Looks like Node is failing to load and compile the code, yeah. How big is the code? Maybe it's just the size or the amount of nesting.
If this is a debug build, perhaps try an optimized one? Linking with -O1 might help, or even -O2 --profiling (optimized, but profiling prevents full JS minification, so the JS should be somewhat readable).
I've built the project in debug mode, and got 3 million lines. Is this ok? Is the size of bundle coming from embind?
Binaryen is a pretty big project with lots of templated c++, so it seems reasonable the debug output is going to be large.
It's just strange to me that the crashes appeared when using Embind.
I've found the root of the problem. I removed the expression wrappers and now it loads just fine. But what do we do now? Expression wrappers are crucial.
The difference in size between the bundle with expression wrappers and without them is ~300Kb. So I don't think that the problem is in size.
After several hours of painful debugging, I've found the issue. It turns out that Emscripten doesn't like string operations (capitalize) at top-level. So I need to find a workaround for that.
It's now fixed!
Interesting that fix helps, I have no idea why... but maybe it was just close to some limit?
Btw, was this with binaryen.js or binaryen.wasm?
As much as I would like to maintain backward compatibility, embind does not provide such opportunities to leave the external interface unchanged, just as it was with the JS wrapper. And if the full compatibility is not possible, is the partial compatibility even needed?
And if the full compatibility is not possible, is the partial compatibility even needed?
I think that if we can get embind working nicely here, then the long-term benefits for both users and for maintainers would justify a breaking change. So I would say we don't need partial compatibility, necessarily, though where possible it would be nice to remain consistent and familiar.
Btw, was this with binaryen.js or binaryen.wasm?
The issue was with the JS version. I've changed the code a little and now it's back, even with the new capitalization function.
Some more magic hackery that I don't even understand the difference in, and it works again! This probably needs to be reworked by someone who knows where the problem comes from later.
How to turn off CI? I get my email spammed on each commit 😄
I think that declaring instruction factories can be simplified. Each instruction-building function is declared three times: in the header, in the CPP file and in the bindings.

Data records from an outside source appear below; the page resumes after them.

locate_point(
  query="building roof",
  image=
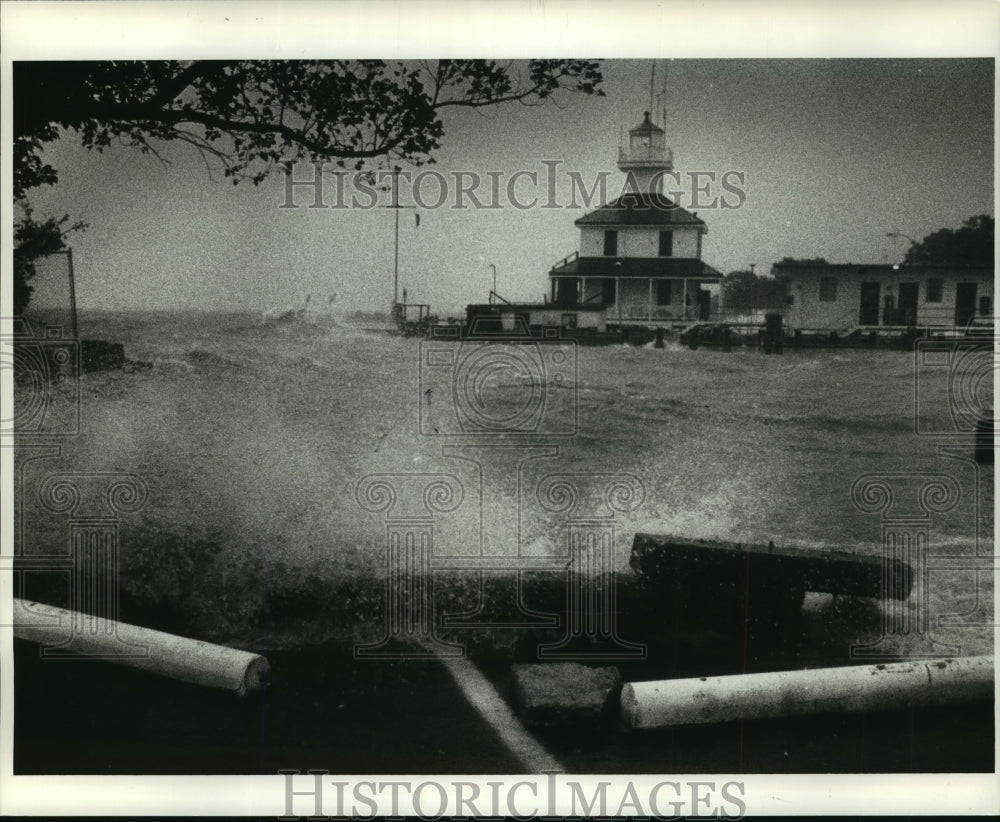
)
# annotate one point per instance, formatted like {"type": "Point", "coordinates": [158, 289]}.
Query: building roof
{"type": "Point", "coordinates": [635, 209]}
{"type": "Point", "coordinates": [833, 269]}
{"type": "Point", "coordinates": [635, 267]}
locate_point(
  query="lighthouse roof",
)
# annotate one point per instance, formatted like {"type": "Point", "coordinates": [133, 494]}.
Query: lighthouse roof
{"type": "Point", "coordinates": [637, 209]}
{"type": "Point", "coordinates": [647, 126]}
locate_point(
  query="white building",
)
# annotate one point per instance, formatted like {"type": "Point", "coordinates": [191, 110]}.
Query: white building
{"type": "Point", "coordinates": [640, 255]}
{"type": "Point", "coordinates": [846, 297]}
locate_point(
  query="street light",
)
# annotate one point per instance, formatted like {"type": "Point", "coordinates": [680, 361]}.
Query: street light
{"type": "Point", "coordinates": [900, 234]}
{"type": "Point", "coordinates": [72, 290]}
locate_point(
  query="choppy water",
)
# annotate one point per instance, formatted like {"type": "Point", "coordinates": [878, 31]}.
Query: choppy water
{"type": "Point", "coordinates": [252, 438]}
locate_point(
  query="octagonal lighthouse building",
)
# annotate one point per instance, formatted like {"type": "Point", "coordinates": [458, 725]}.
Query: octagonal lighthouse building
{"type": "Point", "coordinates": [640, 255]}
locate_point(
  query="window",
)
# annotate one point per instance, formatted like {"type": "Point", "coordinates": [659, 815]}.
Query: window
{"type": "Point", "coordinates": [610, 243]}
{"type": "Point", "coordinates": [827, 289]}
{"type": "Point", "coordinates": [666, 243]}
{"type": "Point", "coordinates": [934, 289]}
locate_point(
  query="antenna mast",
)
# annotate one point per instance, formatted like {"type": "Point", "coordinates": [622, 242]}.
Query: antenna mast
{"type": "Point", "coordinates": [666, 69]}
{"type": "Point", "coordinates": [652, 80]}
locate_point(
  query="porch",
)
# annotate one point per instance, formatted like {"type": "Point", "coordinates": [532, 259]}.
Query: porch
{"type": "Point", "coordinates": [637, 299]}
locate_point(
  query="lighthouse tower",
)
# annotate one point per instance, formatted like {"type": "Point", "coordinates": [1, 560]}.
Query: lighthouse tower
{"type": "Point", "coordinates": [647, 157]}
{"type": "Point", "coordinates": [640, 255]}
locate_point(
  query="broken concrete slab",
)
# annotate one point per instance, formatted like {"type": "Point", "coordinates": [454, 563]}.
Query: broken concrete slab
{"type": "Point", "coordinates": [563, 693]}
{"type": "Point", "coordinates": [767, 566]}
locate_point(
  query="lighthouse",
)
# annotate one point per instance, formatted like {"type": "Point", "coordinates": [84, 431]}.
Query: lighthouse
{"type": "Point", "coordinates": [647, 157]}
{"type": "Point", "coordinates": [639, 259]}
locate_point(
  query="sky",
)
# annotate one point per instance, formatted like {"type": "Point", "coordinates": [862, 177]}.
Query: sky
{"type": "Point", "coordinates": [835, 154]}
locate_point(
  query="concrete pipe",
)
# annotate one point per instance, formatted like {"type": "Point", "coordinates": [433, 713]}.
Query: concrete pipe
{"type": "Point", "coordinates": [708, 700]}
{"type": "Point", "coordinates": [167, 655]}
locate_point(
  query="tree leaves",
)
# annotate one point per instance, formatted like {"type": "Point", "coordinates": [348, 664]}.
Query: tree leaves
{"type": "Point", "coordinates": [252, 115]}
{"type": "Point", "coordinates": [972, 244]}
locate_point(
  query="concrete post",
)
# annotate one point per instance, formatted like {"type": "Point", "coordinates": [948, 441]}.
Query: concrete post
{"type": "Point", "coordinates": [174, 657]}
{"type": "Point", "coordinates": [855, 689]}
{"type": "Point", "coordinates": [410, 502]}
{"type": "Point", "coordinates": [591, 503]}
{"type": "Point", "coordinates": [905, 536]}
{"type": "Point", "coordinates": [93, 502]}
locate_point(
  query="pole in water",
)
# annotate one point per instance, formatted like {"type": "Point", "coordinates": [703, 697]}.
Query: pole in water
{"type": "Point", "coordinates": [72, 295]}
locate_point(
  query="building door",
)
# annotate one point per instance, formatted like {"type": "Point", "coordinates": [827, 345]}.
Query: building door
{"type": "Point", "coordinates": [869, 304]}
{"type": "Point", "coordinates": [704, 304]}
{"type": "Point", "coordinates": [907, 304]}
{"type": "Point", "coordinates": [608, 292]}
{"type": "Point", "coordinates": [965, 303]}
{"type": "Point", "coordinates": [567, 290]}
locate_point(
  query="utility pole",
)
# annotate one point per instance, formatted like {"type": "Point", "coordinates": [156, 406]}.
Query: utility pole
{"type": "Point", "coordinates": [395, 262]}
{"type": "Point", "coordinates": [72, 294]}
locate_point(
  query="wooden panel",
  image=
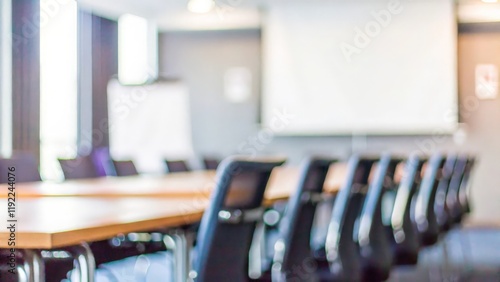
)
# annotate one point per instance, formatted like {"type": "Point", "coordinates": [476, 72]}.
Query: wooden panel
{"type": "Point", "coordinates": [57, 222]}
{"type": "Point", "coordinates": [197, 184]}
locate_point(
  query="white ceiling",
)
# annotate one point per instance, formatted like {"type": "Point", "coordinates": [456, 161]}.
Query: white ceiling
{"type": "Point", "coordinates": [232, 14]}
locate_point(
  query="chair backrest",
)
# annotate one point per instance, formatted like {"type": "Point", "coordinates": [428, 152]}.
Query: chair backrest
{"type": "Point", "coordinates": [423, 215]}
{"type": "Point", "coordinates": [125, 168]}
{"type": "Point", "coordinates": [78, 168]}
{"type": "Point", "coordinates": [463, 194]}
{"type": "Point", "coordinates": [210, 163]}
{"type": "Point", "coordinates": [342, 251]}
{"type": "Point", "coordinates": [228, 224]}
{"type": "Point", "coordinates": [25, 168]}
{"type": "Point", "coordinates": [176, 166]}
{"type": "Point", "coordinates": [375, 248]}
{"type": "Point", "coordinates": [440, 208]}
{"type": "Point", "coordinates": [404, 235]}
{"type": "Point", "coordinates": [453, 205]}
{"type": "Point", "coordinates": [293, 246]}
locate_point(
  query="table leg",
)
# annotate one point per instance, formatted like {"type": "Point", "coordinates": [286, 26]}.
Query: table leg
{"type": "Point", "coordinates": [33, 266]}
{"type": "Point", "coordinates": [85, 262]}
{"type": "Point", "coordinates": [180, 249]}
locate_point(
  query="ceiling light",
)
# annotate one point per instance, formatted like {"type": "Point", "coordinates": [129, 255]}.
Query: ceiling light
{"type": "Point", "coordinates": [200, 6]}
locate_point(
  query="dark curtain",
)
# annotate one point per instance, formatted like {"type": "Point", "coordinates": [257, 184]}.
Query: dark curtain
{"type": "Point", "coordinates": [26, 76]}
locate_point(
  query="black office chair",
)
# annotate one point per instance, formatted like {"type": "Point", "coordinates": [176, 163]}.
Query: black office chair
{"type": "Point", "coordinates": [440, 207]}
{"type": "Point", "coordinates": [374, 246]}
{"type": "Point", "coordinates": [210, 163]}
{"type": "Point", "coordinates": [424, 216]}
{"type": "Point", "coordinates": [228, 224]}
{"type": "Point", "coordinates": [78, 168]}
{"type": "Point", "coordinates": [342, 251]}
{"type": "Point", "coordinates": [176, 166]}
{"type": "Point", "coordinates": [24, 166]}
{"type": "Point", "coordinates": [457, 202]}
{"type": "Point", "coordinates": [403, 234]}
{"type": "Point", "coordinates": [293, 246]}
{"type": "Point", "coordinates": [125, 168]}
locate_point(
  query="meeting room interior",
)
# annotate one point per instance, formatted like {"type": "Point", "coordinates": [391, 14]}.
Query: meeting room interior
{"type": "Point", "coordinates": [249, 140]}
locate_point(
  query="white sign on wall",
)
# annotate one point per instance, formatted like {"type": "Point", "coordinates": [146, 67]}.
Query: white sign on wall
{"type": "Point", "coordinates": [486, 81]}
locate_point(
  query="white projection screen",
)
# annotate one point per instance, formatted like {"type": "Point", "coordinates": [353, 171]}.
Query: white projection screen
{"type": "Point", "coordinates": [364, 67]}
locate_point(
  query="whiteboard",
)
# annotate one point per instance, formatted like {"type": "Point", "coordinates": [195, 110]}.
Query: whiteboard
{"type": "Point", "coordinates": [343, 67]}
{"type": "Point", "coordinates": [149, 123]}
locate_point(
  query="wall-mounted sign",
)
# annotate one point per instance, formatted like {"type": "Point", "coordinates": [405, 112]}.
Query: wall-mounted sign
{"type": "Point", "coordinates": [486, 81]}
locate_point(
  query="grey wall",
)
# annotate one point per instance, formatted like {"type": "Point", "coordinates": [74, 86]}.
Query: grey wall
{"type": "Point", "coordinates": [220, 127]}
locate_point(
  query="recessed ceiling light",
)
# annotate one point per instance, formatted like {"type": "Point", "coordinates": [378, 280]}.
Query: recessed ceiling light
{"type": "Point", "coordinates": [200, 6]}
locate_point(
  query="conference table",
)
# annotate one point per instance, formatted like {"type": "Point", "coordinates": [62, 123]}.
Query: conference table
{"type": "Point", "coordinates": [72, 213]}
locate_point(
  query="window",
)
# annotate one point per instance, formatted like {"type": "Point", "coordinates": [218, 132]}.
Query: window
{"type": "Point", "coordinates": [58, 85]}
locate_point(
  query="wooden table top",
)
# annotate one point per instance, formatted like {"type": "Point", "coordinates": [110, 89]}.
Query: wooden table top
{"type": "Point", "coordinates": [52, 215]}
{"type": "Point", "coordinates": [52, 222]}
{"type": "Point", "coordinates": [282, 183]}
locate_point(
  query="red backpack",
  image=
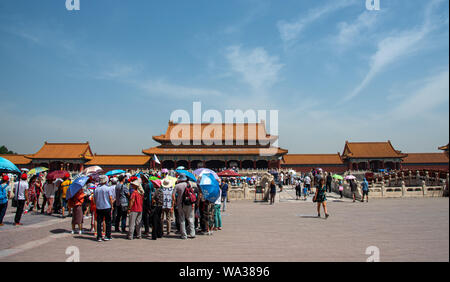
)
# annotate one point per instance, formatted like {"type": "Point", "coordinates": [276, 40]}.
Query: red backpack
{"type": "Point", "coordinates": [189, 197]}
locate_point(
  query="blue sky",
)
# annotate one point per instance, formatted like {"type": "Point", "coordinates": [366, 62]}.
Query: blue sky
{"type": "Point", "coordinates": [114, 71]}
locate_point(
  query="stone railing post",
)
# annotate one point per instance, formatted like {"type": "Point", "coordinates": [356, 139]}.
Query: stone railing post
{"type": "Point", "coordinates": [246, 191]}
{"type": "Point", "coordinates": [443, 185]}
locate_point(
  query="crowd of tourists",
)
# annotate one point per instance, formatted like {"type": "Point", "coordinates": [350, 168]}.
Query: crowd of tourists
{"type": "Point", "coordinates": [131, 204]}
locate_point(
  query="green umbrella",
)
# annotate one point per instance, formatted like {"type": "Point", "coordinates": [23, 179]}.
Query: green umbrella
{"type": "Point", "coordinates": [337, 176]}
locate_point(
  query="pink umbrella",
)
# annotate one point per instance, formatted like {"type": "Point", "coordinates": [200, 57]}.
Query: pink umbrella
{"type": "Point", "coordinates": [157, 183]}
{"type": "Point", "coordinates": [92, 170]}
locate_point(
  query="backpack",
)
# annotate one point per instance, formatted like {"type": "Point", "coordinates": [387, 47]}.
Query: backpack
{"type": "Point", "coordinates": [189, 197]}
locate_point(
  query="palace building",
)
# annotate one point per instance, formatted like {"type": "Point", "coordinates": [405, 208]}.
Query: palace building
{"type": "Point", "coordinates": [372, 156]}
{"type": "Point", "coordinates": [216, 146]}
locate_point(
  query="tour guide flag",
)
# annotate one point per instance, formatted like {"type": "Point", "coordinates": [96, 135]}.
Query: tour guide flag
{"type": "Point", "coordinates": [210, 187]}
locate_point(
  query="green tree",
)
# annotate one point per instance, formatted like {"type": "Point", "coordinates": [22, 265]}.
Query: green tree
{"type": "Point", "coordinates": [5, 151]}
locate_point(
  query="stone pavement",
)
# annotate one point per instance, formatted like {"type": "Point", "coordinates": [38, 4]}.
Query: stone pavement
{"type": "Point", "coordinates": [402, 230]}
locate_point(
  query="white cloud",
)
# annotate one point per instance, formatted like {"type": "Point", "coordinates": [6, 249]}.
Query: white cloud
{"type": "Point", "coordinates": [423, 101]}
{"type": "Point", "coordinates": [290, 31]}
{"type": "Point", "coordinates": [257, 68]}
{"type": "Point", "coordinates": [161, 87]}
{"type": "Point", "coordinates": [349, 32]}
{"type": "Point", "coordinates": [395, 47]}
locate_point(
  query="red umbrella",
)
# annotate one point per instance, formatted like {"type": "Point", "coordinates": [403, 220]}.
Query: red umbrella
{"type": "Point", "coordinates": [228, 173]}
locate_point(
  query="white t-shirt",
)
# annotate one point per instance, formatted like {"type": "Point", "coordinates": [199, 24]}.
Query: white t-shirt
{"type": "Point", "coordinates": [50, 190]}
{"type": "Point", "coordinates": [307, 180]}
{"type": "Point", "coordinates": [19, 192]}
{"type": "Point", "coordinates": [167, 192]}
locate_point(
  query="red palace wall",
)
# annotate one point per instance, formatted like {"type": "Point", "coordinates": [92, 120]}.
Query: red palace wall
{"type": "Point", "coordinates": [308, 168]}
{"type": "Point", "coordinates": [425, 167]}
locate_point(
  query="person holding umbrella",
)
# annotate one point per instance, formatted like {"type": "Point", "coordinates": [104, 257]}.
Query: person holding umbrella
{"type": "Point", "coordinates": [76, 205]}
{"type": "Point", "coordinates": [64, 186]}
{"type": "Point", "coordinates": [135, 211]}
{"type": "Point", "coordinates": [353, 188]}
{"type": "Point", "coordinates": [185, 206]}
{"type": "Point", "coordinates": [320, 198]}
{"type": "Point", "coordinates": [103, 200]}
{"type": "Point", "coordinates": [21, 196]}
{"type": "Point", "coordinates": [4, 196]}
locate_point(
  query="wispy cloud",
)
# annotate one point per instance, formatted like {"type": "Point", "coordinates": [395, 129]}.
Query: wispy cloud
{"type": "Point", "coordinates": [290, 31]}
{"type": "Point", "coordinates": [258, 9]}
{"type": "Point", "coordinates": [423, 101]}
{"type": "Point", "coordinates": [256, 67]}
{"type": "Point", "coordinates": [349, 32]}
{"type": "Point", "coordinates": [170, 90]}
{"type": "Point", "coordinates": [395, 47]}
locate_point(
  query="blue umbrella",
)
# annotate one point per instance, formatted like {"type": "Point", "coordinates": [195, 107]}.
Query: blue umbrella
{"type": "Point", "coordinates": [210, 187]}
{"type": "Point", "coordinates": [187, 173]}
{"type": "Point", "coordinates": [114, 172]}
{"type": "Point", "coordinates": [76, 186]}
{"type": "Point", "coordinates": [6, 166]}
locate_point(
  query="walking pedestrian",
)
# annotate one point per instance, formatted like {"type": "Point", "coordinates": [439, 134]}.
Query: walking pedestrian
{"type": "Point", "coordinates": [321, 199]}
{"type": "Point", "coordinates": [217, 215]}
{"type": "Point", "coordinates": [224, 189]}
{"type": "Point", "coordinates": [365, 190]}
{"type": "Point", "coordinates": [157, 205]}
{"type": "Point", "coordinates": [21, 196]}
{"type": "Point", "coordinates": [135, 211]}
{"type": "Point", "coordinates": [298, 189]}
{"type": "Point", "coordinates": [76, 205]}
{"type": "Point", "coordinates": [49, 190]}
{"type": "Point", "coordinates": [103, 200]}
{"type": "Point", "coordinates": [341, 188]}
{"type": "Point", "coordinates": [273, 192]}
{"type": "Point", "coordinates": [329, 181]}
{"type": "Point", "coordinates": [185, 204]}
{"type": "Point", "coordinates": [308, 183]}
{"type": "Point", "coordinates": [4, 196]}
{"type": "Point", "coordinates": [122, 205]}
{"type": "Point", "coordinates": [167, 188]}
{"type": "Point", "coordinates": [64, 186]}
{"type": "Point", "coordinates": [147, 205]}
{"type": "Point", "coordinates": [353, 188]}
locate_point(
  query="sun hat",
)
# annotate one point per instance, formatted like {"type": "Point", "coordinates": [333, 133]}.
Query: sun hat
{"type": "Point", "coordinates": [182, 177]}
{"type": "Point", "coordinates": [103, 179]}
{"type": "Point", "coordinates": [167, 183]}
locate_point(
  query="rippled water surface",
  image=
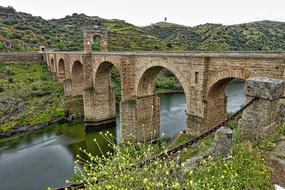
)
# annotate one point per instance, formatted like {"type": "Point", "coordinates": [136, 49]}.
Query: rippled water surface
{"type": "Point", "coordinates": [45, 158]}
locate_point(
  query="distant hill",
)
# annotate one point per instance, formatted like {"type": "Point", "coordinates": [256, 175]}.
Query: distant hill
{"type": "Point", "coordinates": [26, 32]}
{"type": "Point", "coordinates": [262, 35]}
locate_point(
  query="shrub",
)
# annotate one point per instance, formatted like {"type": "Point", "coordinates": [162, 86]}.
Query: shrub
{"type": "Point", "coordinates": [10, 80]}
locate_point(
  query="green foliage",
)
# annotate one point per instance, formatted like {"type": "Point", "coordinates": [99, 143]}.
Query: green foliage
{"type": "Point", "coordinates": [96, 46]}
{"type": "Point", "coordinates": [255, 36]}
{"type": "Point", "coordinates": [41, 95]}
{"type": "Point", "coordinates": [2, 46]}
{"type": "Point", "coordinates": [269, 142]}
{"type": "Point", "coordinates": [118, 170]}
{"type": "Point", "coordinates": [25, 30]}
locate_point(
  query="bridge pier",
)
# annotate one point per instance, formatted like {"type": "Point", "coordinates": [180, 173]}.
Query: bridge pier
{"type": "Point", "coordinates": [216, 111]}
{"type": "Point", "coordinates": [99, 108]}
{"type": "Point", "coordinates": [67, 86]}
{"type": "Point", "coordinates": [140, 118]}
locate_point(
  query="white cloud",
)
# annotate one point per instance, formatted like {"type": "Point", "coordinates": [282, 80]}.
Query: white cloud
{"type": "Point", "coordinates": [145, 12]}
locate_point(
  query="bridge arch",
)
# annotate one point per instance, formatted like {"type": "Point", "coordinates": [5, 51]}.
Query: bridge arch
{"type": "Point", "coordinates": [216, 106]}
{"type": "Point", "coordinates": [77, 78]}
{"type": "Point", "coordinates": [146, 77]}
{"type": "Point", "coordinates": [52, 65]}
{"type": "Point", "coordinates": [149, 104]}
{"type": "Point", "coordinates": [105, 91]}
{"type": "Point", "coordinates": [61, 68]}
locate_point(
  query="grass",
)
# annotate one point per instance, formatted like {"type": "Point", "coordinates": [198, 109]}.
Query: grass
{"type": "Point", "coordinates": [246, 168]}
{"type": "Point", "coordinates": [31, 84]}
{"type": "Point", "coordinates": [118, 170]}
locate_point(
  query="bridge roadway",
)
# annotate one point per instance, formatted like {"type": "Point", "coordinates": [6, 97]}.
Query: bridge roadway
{"type": "Point", "coordinates": [203, 76]}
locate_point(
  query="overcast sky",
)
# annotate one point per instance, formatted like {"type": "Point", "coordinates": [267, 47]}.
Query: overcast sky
{"type": "Point", "coordinates": [145, 12]}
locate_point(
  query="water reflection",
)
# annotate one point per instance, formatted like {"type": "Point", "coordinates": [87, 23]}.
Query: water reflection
{"type": "Point", "coordinates": [46, 157]}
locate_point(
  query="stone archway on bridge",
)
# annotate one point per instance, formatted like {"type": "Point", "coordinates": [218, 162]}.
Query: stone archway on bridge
{"type": "Point", "coordinates": [216, 99]}
{"type": "Point", "coordinates": [101, 99]}
{"type": "Point", "coordinates": [91, 34]}
{"type": "Point", "coordinates": [77, 78]}
{"type": "Point", "coordinates": [52, 65]}
{"type": "Point", "coordinates": [148, 103]}
{"type": "Point", "coordinates": [61, 69]}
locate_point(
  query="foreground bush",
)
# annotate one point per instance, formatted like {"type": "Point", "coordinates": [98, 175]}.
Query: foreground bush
{"type": "Point", "coordinates": [245, 169]}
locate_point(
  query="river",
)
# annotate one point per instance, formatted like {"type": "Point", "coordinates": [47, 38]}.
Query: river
{"type": "Point", "coordinates": [45, 158]}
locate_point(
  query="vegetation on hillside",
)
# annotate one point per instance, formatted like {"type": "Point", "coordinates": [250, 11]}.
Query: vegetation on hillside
{"type": "Point", "coordinates": [27, 32]}
{"type": "Point", "coordinates": [28, 95]}
{"type": "Point", "coordinates": [255, 36]}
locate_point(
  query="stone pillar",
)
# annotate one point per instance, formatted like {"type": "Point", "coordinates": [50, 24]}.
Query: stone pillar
{"type": "Point", "coordinates": [100, 109]}
{"type": "Point", "coordinates": [67, 87]}
{"type": "Point", "coordinates": [262, 116]}
{"type": "Point", "coordinates": [140, 119]}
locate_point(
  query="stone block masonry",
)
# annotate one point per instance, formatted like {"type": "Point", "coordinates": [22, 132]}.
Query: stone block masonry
{"type": "Point", "coordinates": [263, 115]}
{"type": "Point", "coordinates": [202, 75]}
{"type": "Point", "coordinates": [14, 57]}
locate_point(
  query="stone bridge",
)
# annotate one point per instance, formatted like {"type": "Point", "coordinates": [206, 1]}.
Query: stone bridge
{"type": "Point", "coordinates": [203, 76]}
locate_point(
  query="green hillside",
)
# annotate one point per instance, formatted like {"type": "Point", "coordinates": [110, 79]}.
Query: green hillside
{"type": "Point", "coordinates": [255, 36]}
{"type": "Point", "coordinates": [27, 32]}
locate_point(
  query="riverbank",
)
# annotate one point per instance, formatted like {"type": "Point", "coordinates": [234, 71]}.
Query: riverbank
{"type": "Point", "coordinates": [35, 127]}
{"type": "Point", "coordinates": [29, 96]}
{"type": "Point", "coordinates": [232, 172]}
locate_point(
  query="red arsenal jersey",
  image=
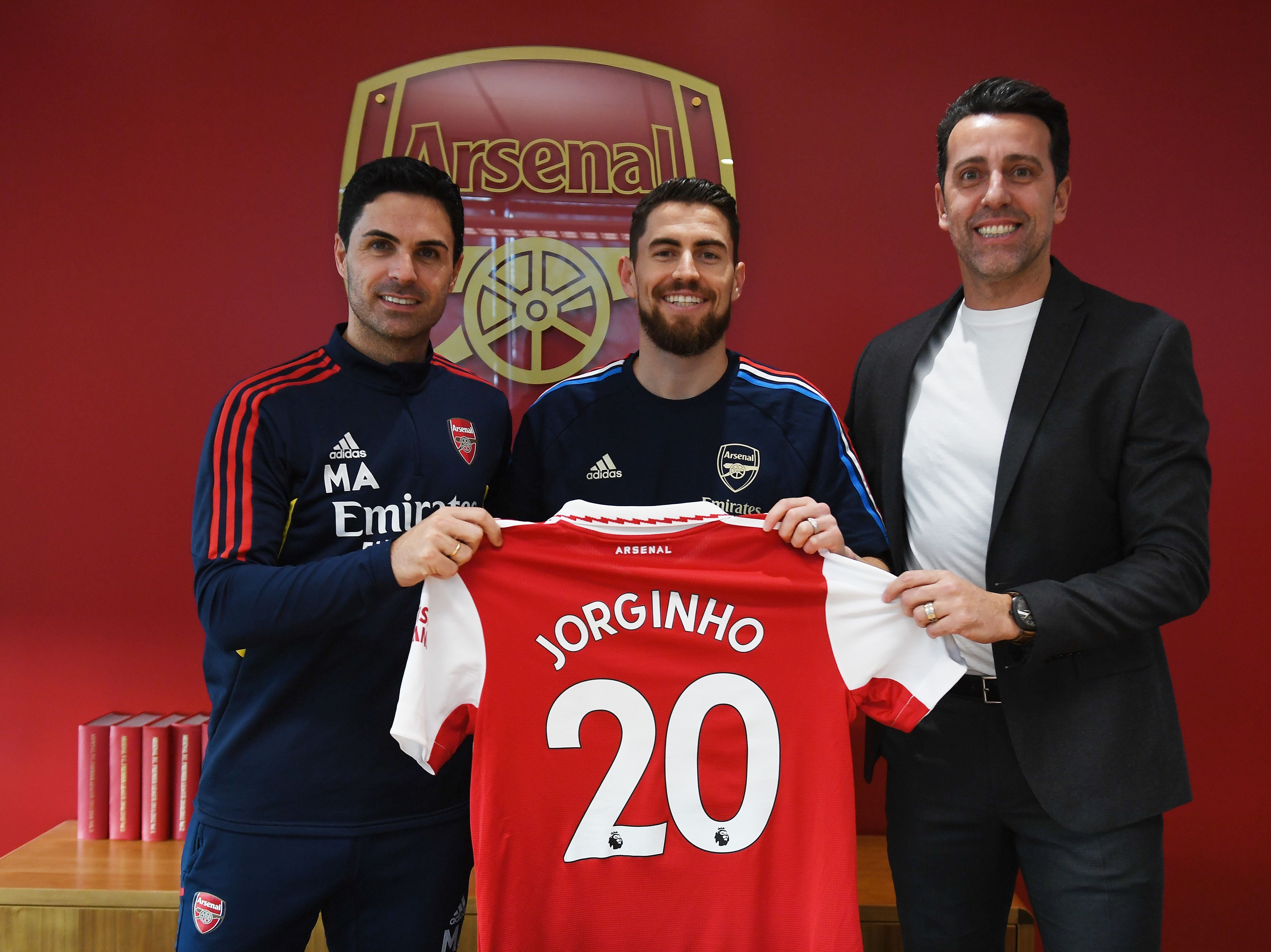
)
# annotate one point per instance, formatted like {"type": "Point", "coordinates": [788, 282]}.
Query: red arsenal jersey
{"type": "Point", "coordinates": [661, 701]}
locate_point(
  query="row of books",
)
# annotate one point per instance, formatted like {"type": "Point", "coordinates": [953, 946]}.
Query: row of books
{"type": "Point", "coordinates": [139, 775]}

Can this be automated a little?
About CI, try pushing commits with [ci skip] in the title.
I think that declaring instruction factories can be simplified.
Which factories do you mean specifically? (wasm-building, the C API, or something else?)
I mean the wrappers/bindings (binaryen::Module::block, binaryen::Module::if_, etc.)
I mean the wrappers/bindings (binaryen::Module::block, binaryen::Module::if_, etc.)
I see, good question. I'd hope there's a way to automate that with embind but I'm not sure. @brendandahl , any ideas?
@GulgDev is there anything you're stuck on in this PR?
@brendandahl Yes, I don't want to continue on this for now because the method I chose to bind instruction-creating functions seems too verbose. I've tried some other things, but they didn't help the situation.